“她愿意的。”大婶们笑嘻嘻地说。
“狗屁,我才不愿意呢。”
隔壁忽然传来一个女子的声音,没想到初九在隔壁。
春卿脑袋火花闪过。
他拨开大婶们,独自走到墙壁处大声嚷嚷:“原来是初九啊,既然今天我们要成亲了,有几件事情我必须要跟你交底。”
“这小两口在传话呢,我就说他们俩对上眼了。”
一个大婶打趣道,一众人呵呵呵地笑起来。
“小九,有什么话等到晚上洞房再说吧,陛下让我先把家规给姑爷阐述一遍呢!”
这话让春卿心梗了,他白了一眼这些大婶。
“众位大婶们,请保持安静,让我和初九说几句,爱是坦诚,爱一个人就是爱他最真实的一面,我现在就把最真实的宫玄与展示给初九。”
春卿的一席话,语气抑扬顿挫,铿锵有力,让在场的大婶们都冷静了下来。甚至有的已经偷偷拿出了手绢预备着一场声色并茂的真情告白。
春卿咳嗽了一下,“第一,我睡觉会打鼾,这鼾声几次都把屋顶给震塌了。”
大婶们愣了一下,这人也太坦诚了。
“你!谁稀罕跟你睡一个房间!”初九的声音又气又恼。
幸亏一个机智的大婶说了一句,“姑爷,打鼾是病,得治。”
“大婶,您说对,我这个人呢不拘小节,我半年才洗一次澡。”他一边说,一边伸手到衣服里抠抠。
这次大婶们恶心得一塌糊涂,纷纷掩面过去,竟然有人将不爱卫生说得这么清新脱俗。
接着他抬了抬脚,大婶们惊讶了,他还有什么隐疾?
“我还有汗脚,夏天这脚臭得很!只怕熏坏了你那娇贵的鼻子。”
大婶们听了不由得捂着鼻子,难怪他刚刚不让我们给他换衣服。
果不其然,隔壁的房间传来一阵呕吐的声音。
“什么人呐,我娘瞎了眼才会看上你。”初九吐槽。
此时一位伶牙俐齿的大婶大声喊道,“没关系,小九啊,大娘替你找个老中医给他治一治,马上见效。”

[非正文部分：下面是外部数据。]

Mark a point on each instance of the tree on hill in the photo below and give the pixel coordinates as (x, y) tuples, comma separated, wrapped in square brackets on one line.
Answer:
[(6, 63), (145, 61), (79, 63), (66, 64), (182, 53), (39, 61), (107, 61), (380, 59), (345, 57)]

“这些都是小毛病,也能治好,不过我这脾气不好,我喜欢打人,一天不打,浑身不对劲。”春卿笑笑。
“我、我还怕了你不成?”隔壁哪位喝道。
“虽然我现在受了伤,要打你用一个手指头就够了,那句话怎么说来的,老婆是用来打的。”
“你说什么!”隔壁那人终于暴躁起来。
“姑爷,你这话不对,打人是不对,我们青丘打老婆要被浸猪笼的。”大婶们更正。
“我说,对付你用一根手指头就够了。”春卿重复。
砰的一声,只见那墙晃动一下,瞬间就倒了下来,初九从墙上穿过来,把大婶们吓了一跳,幸亏春卿躲得快。
“小九,你又淘气了,小心陛下罚你。”大婶们纷纷有序地退到一个角落里。